Heat a large non-stick skillet on medium-high heat. Add ½ Tbsp. of olive oil.
For fresh salmon: Rinse salmon with cold water, pat dry with a clean paper towel and sprinkle with sea salt and pepper to taste. Once oil is hot, swirl it around the pan until coated. Add salmon filets with the skin side up and cook for four minutes. Flip the salmon using tongs (it should be slightly brown on the flesh) and cook for four more minutes, or until cooked through. The salmon will continue to cook slightly as it rests. Remove the salmon from the skillet to a plate and set aside. Once it has cooled for a few minutes, flake the salmon into bite-sized pieces using a fork. If using canned salmon, add it to the pasta directly in step 7.
Meanwhile, add ½ Tbsp. of olive oil to the hot skillet. Once hot, add sliced mushrooms and minced garlic. Cook, stirring continuously, until mushrooms are cooked through, about three minutes.
Add spinach to the pan, one handful at a time, until wilted, about 1-2 minutes. Remove the pan from heat.
Once the pasta is cooked, drain and add it to the pan with veggies. Stir well.

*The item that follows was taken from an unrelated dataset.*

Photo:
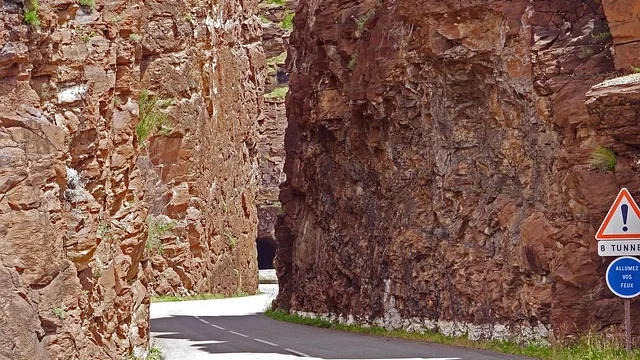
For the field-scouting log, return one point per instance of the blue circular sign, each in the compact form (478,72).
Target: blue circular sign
(623,277)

After letting the mixture cool for one minute, add 2 Tbsp. olive oil, ½ tsp. sea salt, ¼ tsp. pepper, fresh dill and lemon juice and zest. Stir gently until the “sauce” is evenly dispersed on all the noodles. Add in seared, flaked or canned salmon, and gently combine once more. Taste and add additional sea salt or pepper if needed.
If desired, top with Parmesan cheese, an extra squeeze of lemon, red pepper flakes or more fresh dill. Enjoy!